Parenting

Keeping Up With The Kid Lingo

While having a large family is fun in many ways, it can also be a bit challenging with all the different ages and stages living in the house. One of the things I have a hard time keeping up with is the different wording they use that mean the exact same thing.

For example, when my elementary-aged children want to make a plan to be with a friend, they call it a playdate -- Mommy, can I have a playdate with Abby tomorrow? asks my eight-year-old.

Then I have my 'tweens who are too cool for playdates -- Mom, can I hang out with Brett today after school? When my 'tweens make arrangements to be with their friends, it's called hanging out and never a playdate.

Then there are the teenagers who don't call it a playdate or hanging out -- in fact, they don't call it anything at all anymore. Mom, I'm going over to Emily's. I'll text you. says my sixteen-year-old.

And then there’s the twenty-year-old. See ya. she says, as she grabs her car keys and heads for the door.

Where are you off to? I ask, just because I still can.

Don't know. Just out. Might meet up with a few friends.

So just out she goes to meet up with friends. Sometimes I know where she's going. Most of the time I do not. It took me a while to be okay with that. She is almost always home before eleven and if she's going to be later than that, she texts me and lets me know. When dealing with an adult-child still living at home, that's about as good as it gets, so I'm not complaining.

For the most part I get these terms right, but a tired mama can get things mixed up every once in a while.

Mom, I'm bored, complains the twelve-year-old.

Why don't you invite a friend over for a playdate?  I suggest, just trying to be helpful.

Her eyes get big and she gasps, Mom!

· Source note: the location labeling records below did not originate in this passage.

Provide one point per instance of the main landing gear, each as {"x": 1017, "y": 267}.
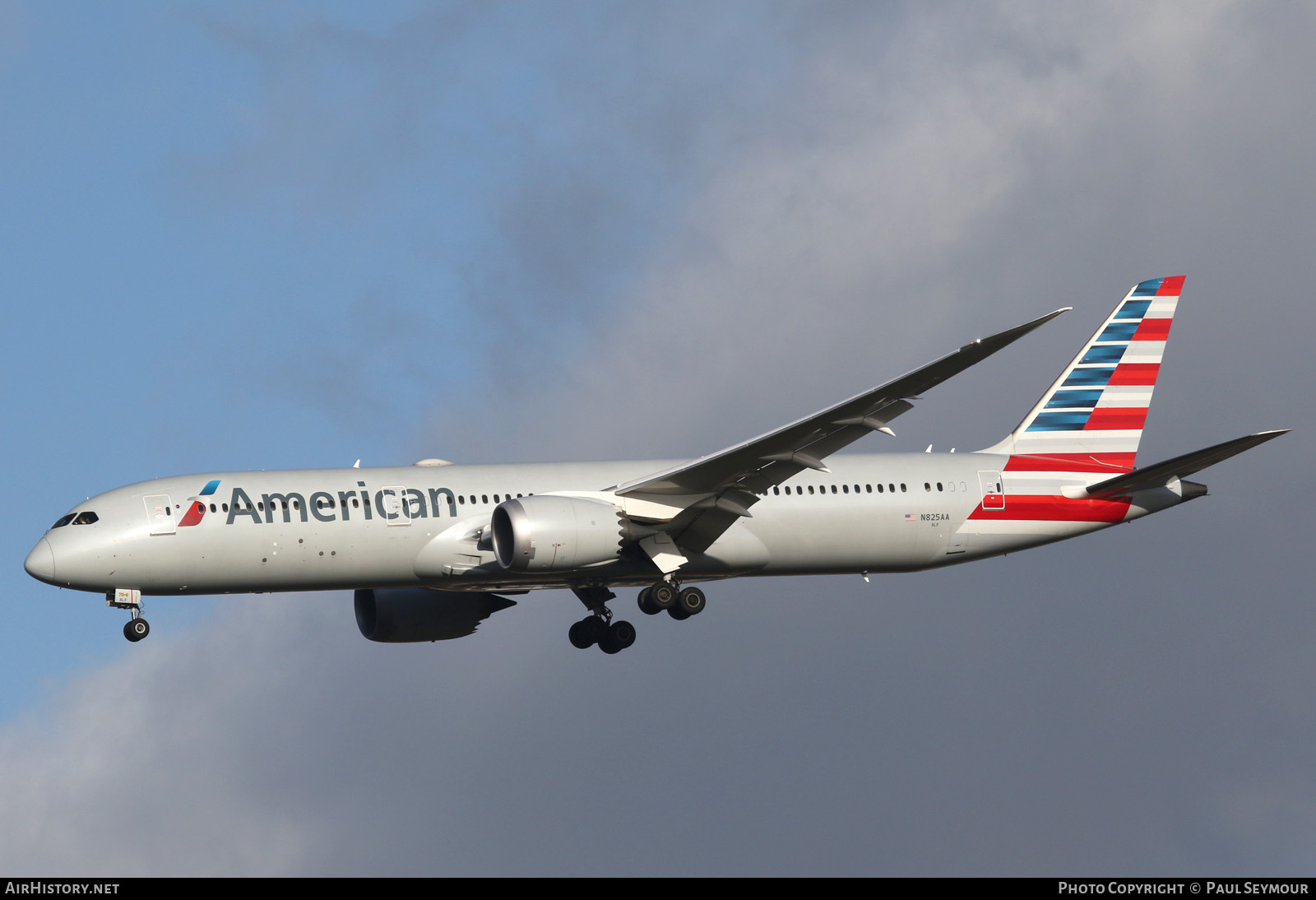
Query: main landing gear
{"x": 615, "y": 637}
{"x": 129, "y": 599}
{"x": 681, "y": 604}
{"x": 599, "y": 628}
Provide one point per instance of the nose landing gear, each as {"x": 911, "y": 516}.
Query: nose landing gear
{"x": 136, "y": 628}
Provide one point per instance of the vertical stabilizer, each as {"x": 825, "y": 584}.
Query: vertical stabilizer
{"x": 1096, "y": 410}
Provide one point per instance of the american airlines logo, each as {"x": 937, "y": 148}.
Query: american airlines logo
{"x": 395, "y": 504}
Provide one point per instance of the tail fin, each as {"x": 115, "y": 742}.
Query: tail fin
{"x": 1096, "y": 410}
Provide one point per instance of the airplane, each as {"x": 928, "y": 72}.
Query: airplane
{"x": 432, "y": 550}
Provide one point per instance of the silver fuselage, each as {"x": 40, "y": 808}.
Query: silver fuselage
{"x": 423, "y": 525}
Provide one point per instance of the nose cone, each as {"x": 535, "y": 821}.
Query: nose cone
{"x": 41, "y": 562}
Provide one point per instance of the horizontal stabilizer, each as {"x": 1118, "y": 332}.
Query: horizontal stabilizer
{"x": 1162, "y": 472}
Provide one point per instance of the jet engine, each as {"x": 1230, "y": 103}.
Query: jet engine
{"x": 549, "y": 533}
{"x": 408, "y": 615}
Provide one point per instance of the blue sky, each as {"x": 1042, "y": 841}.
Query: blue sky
{"x": 276, "y": 236}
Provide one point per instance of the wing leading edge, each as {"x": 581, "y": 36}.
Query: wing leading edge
{"x": 723, "y": 485}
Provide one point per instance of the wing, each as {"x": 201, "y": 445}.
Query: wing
{"x": 1160, "y": 474}
{"x": 727, "y": 483}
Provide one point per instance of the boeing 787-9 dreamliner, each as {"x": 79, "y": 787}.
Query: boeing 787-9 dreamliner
{"x": 433, "y": 549}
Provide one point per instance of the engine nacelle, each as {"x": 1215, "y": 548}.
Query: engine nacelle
{"x": 407, "y": 615}
{"x": 549, "y": 533}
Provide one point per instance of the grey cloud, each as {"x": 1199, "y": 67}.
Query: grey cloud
{"x": 1132, "y": 702}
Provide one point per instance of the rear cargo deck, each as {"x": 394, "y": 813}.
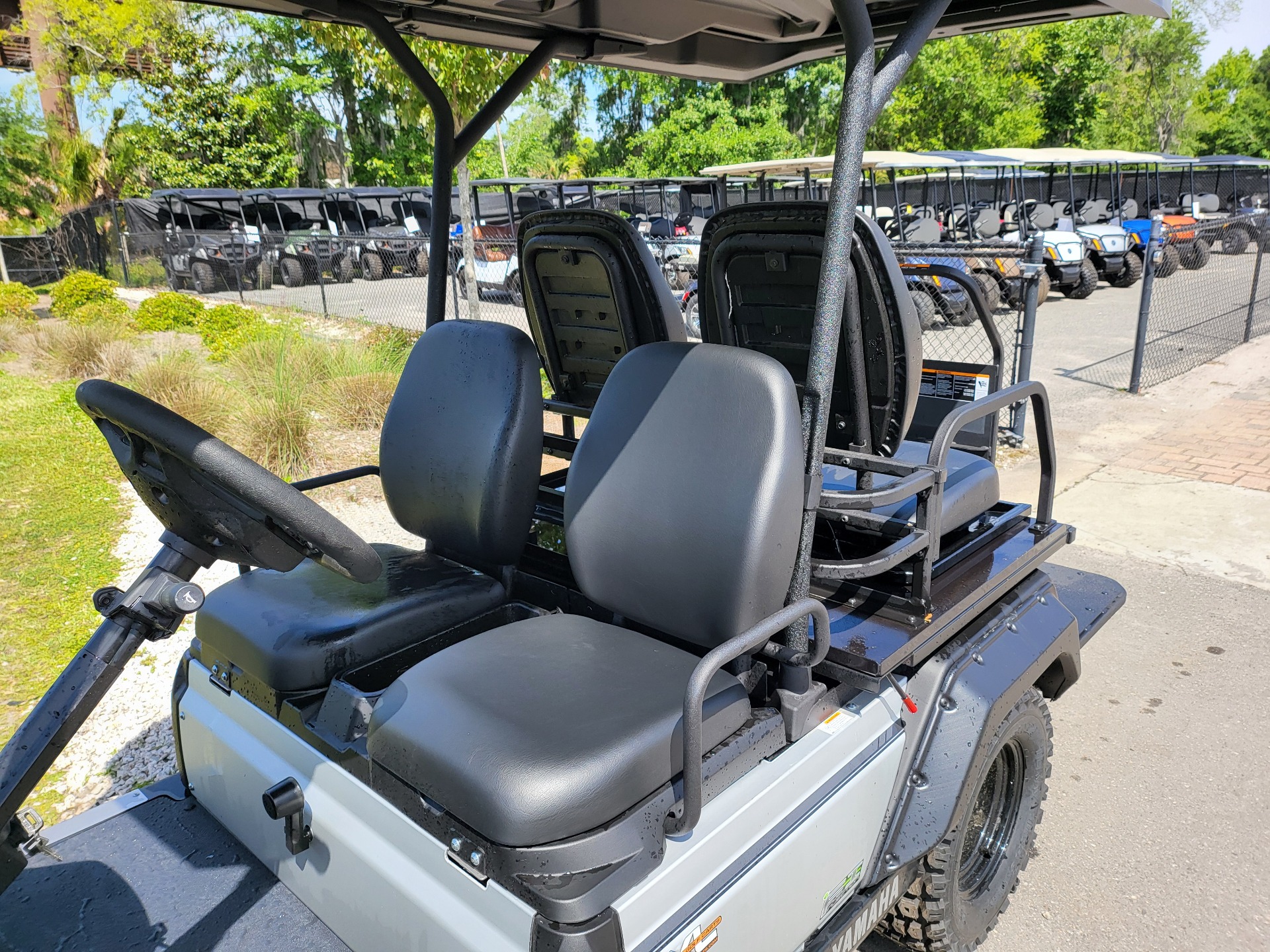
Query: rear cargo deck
{"x": 163, "y": 875}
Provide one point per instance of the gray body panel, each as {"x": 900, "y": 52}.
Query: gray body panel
{"x": 380, "y": 881}
{"x": 161, "y": 875}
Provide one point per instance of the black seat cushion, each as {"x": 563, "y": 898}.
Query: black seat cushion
{"x": 972, "y": 487}
{"x": 298, "y": 630}
{"x": 548, "y": 728}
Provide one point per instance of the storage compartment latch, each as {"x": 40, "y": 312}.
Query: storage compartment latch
{"x": 286, "y": 801}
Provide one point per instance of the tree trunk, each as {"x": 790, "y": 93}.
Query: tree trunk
{"x": 465, "y": 214}
{"x": 56, "y": 99}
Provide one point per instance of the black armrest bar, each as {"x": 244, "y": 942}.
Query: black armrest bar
{"x": 748, "y": 641}
{"x": 874, "y": 463}
{"x": 564, "y": 409}
{"x": 879, "y": 563}
{"x": 870, "y": 498}
{"x": 331, "y": 479}
{"x": 1002, "y": 399}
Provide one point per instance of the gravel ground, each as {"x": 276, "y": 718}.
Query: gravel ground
{"x": 127, "y": 740}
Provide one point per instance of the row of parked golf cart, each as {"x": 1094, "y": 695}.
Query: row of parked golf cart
{"x": 1093, "y": 208}
{"x": 216, "y": 239}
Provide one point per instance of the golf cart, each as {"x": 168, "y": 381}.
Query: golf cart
{"x": 296, "y": 237}
{"x": 770, "y": 668}
{"x": 498, "y": 207}
{"x": 207, "y": 243}
{"x": 375, "y": 218}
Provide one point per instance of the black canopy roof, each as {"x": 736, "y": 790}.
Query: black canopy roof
{"x": 713, "y": 40}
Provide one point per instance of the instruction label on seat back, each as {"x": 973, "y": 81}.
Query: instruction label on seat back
{"x": 955, "y": 385}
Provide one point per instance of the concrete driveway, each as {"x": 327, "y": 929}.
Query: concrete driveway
{"x": 1156, "y": 832}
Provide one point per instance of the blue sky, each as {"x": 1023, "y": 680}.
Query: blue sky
{"x": 1250, "y": 30}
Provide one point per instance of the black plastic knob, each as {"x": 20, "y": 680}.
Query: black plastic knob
{"x": 284, "y": 799}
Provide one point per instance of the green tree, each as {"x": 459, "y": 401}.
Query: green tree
{"x": 964, "y": 93}
{"x": 211, "y": 126}
{"x": 709, "y": 130}
{"x": 1147, "y": 103}
{"x": 1232, "y": 107}
{"x": 1071, "y": 66}
{"x": 27, "y": 190}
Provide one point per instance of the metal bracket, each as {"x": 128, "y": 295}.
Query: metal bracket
{"x": 32, "y": 824}
{"x": 158, "y": 602}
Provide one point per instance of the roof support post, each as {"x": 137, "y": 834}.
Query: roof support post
{"x": 447, "y": 146}
{"x": 837, "y": 294}
{"x": 902, "y": 52}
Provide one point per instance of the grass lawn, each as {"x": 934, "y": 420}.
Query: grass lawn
{"x": 60, "y": 514}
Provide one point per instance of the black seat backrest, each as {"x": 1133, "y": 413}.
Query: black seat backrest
{"x": 760, "y": 273}
{"x": 685, "y": 496}
{"x": 462, "y": 441}
{"x": 592, "y": 294}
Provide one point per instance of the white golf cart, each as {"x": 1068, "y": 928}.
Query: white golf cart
{"x": 766, "y": 666}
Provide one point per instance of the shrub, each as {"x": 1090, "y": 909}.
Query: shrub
{"x": 181, "y": 382}
{"x": 226, "y": 328}
{"x": 110, "y": 311}
{"x": 17, "y": 302}
{"x": 168, "y": 310}
{"x": 77, "y": 290}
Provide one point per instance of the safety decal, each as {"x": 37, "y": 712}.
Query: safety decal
{"x": 954, "y": 385}
{"x": 835, "y": 898}
{"x": 836, "y": 721}
{"x": 702, "y": 937}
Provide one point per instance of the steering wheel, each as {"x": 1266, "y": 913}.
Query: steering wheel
{"x": 215, "y": 498}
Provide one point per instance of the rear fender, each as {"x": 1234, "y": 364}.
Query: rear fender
{"x": 963, "y": 692}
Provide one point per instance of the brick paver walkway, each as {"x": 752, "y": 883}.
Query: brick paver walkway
{"x": 1228, "y": 444}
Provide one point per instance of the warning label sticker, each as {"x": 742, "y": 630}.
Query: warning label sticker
{"x": 702, "y": 937}
{"x": 954, "y": 385}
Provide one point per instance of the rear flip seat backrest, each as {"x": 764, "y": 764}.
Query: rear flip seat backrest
{"x": 461, "y": 444}
{"x": 759, "y": 280}
{"x": 592, "y": 294}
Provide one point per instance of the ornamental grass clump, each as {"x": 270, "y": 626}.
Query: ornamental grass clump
{"x": 182, "y": 382}
{"x": 361, "y": 381}
{"x": 77, "y": 290}
{"x": 80, "y": 350}
{"x": 277, "y": 382}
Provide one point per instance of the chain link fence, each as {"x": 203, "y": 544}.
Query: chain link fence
{"x": 1206, "y": 295}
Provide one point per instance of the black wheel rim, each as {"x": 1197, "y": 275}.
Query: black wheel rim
{"x": 992, "y": 822}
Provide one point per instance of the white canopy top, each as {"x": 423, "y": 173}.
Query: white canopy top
{"x": 1075, "y": 157}
{"x": 824, "y": 164}
{"x": 774, "y": 167}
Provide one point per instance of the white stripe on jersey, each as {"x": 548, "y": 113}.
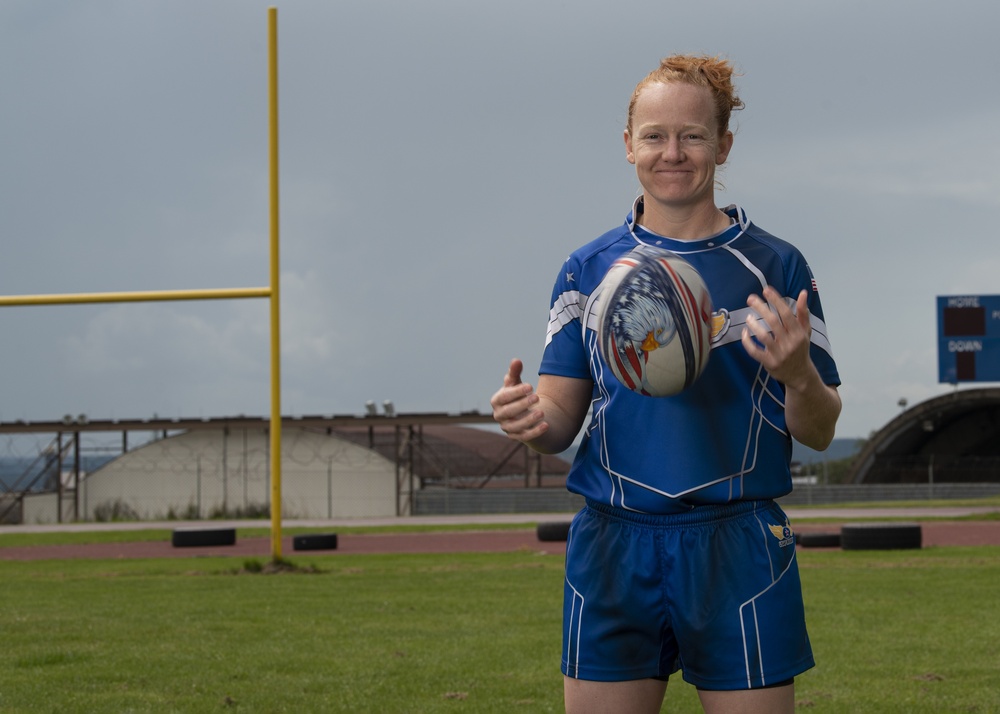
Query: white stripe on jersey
{"x": 565, "y": 309}
{"x": 748, "y": 265}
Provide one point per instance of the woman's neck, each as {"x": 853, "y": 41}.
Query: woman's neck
{"x": 695, "y": 224}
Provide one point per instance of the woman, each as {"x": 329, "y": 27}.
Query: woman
{"x": 681, "y": 560}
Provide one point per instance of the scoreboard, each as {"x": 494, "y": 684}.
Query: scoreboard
{"x": 968, "y": 338}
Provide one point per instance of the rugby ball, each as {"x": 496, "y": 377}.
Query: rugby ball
{"x": 653, "y": 316}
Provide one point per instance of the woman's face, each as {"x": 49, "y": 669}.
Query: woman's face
{"x": 675, "y": 145}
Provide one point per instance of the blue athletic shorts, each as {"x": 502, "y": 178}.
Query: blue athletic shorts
{"x": 714, "y": 592}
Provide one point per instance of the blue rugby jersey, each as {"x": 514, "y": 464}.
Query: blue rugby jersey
{"x": 724, "y": 438}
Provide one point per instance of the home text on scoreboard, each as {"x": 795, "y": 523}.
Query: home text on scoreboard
{"x": 968, "y": 338}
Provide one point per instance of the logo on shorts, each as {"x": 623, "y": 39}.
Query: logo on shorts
{"x": 783, "y": 534}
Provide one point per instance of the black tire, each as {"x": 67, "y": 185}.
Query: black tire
{"x": 552, "y": 532}
{"x": 198, "y": 537}
{"x": 881, "y": 536}
{"x": 818, "y": 539}
{"x": 315, "y": 541}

I'm so sure! I'm too old for playdates! 

She stomps off down the hall and I then I hear the slam! of her bedroom door. Oops. It seems I have offended her. I want to run after her and argue the matter. I want to say, Yes, you DO have playdates! You make a plan to be with a friend, and newsflash: THAT'S a playdate! It's the same thing as hanging out, it's just different words! But kids get all caught up with these terms and it's useless to try to point out this logic, so I just leave her in her bedroom and go on with my day.

Later when my husband comes home from work, he hugs me and I say, So, do you want to hang out later tonight? and he says, You mean a playdate?  He's being funny, and I smile. My younger ones laugh and the older ones roll their eyes at us.

What? I ask. Did we say it wrong?

I am then told that when you are a parent the correct term is spending time together  -- The heck? That sounds kind of boring, if you ask me. I'd much rather hang out with my husband, and hey, a playdate with him sounds kind of fun, too!

Who makes kids in charge of this social verbiage, anyway?